While conducting shore and beach walks to raise awareness about our marine heritage remains the crux of MLOM’s work, they are also exploring other avenues to spread the message including monthly talks by experts and the publication of shore guides, downloadable from their website. They collaborate with organisations including WWF-India and the Sanctuary Nature Foundation and look forward to working with still more like-minded individuals and organisations.
Driven by a team of committed volunteers, their citizen-science initiative has well and truly taken wing.

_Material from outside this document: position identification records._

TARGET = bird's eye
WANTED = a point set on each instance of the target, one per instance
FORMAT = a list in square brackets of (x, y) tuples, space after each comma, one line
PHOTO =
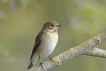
[(52, 25)]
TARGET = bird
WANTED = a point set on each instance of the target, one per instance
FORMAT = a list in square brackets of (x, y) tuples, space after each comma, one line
[(45, 42)]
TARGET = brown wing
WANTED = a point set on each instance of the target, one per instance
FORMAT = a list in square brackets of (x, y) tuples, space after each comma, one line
[(37, 43)]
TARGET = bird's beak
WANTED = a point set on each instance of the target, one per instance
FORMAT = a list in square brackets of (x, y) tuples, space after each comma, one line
[(59, 25)]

A pleased Abhishek tells me about how iNaturalist, a portal they use to record their observations, reached out to them when they noticed the upsurge in observations from the beaches and seas around Mumbai. MLOM encourages its participants to submit their observations on the portal and are now planning a structured, largescale citizen-science project to map the intertidal biodiversity of Mumbai. Disarmingly, Abhishek says to me: “Initially, we never expected to see organisms such as corals and sponges, that we are able to see on our walks today and I too was pretty blown away like you were.”
“The immediate reaction of people when they talk about Mumbai’s beaches is that they are so filthy… so unclean. We hope to remedy this situation by recruiting more volunteers and citizens and thus win more support for our mission,” adds Pradip.
Photo: Gaurav Patil
As MLOM gears up for a fresh season of shore and beach walks, I for one am excited about sighting more squirting molluscs, crabby crabs and hopefully, a moray eel!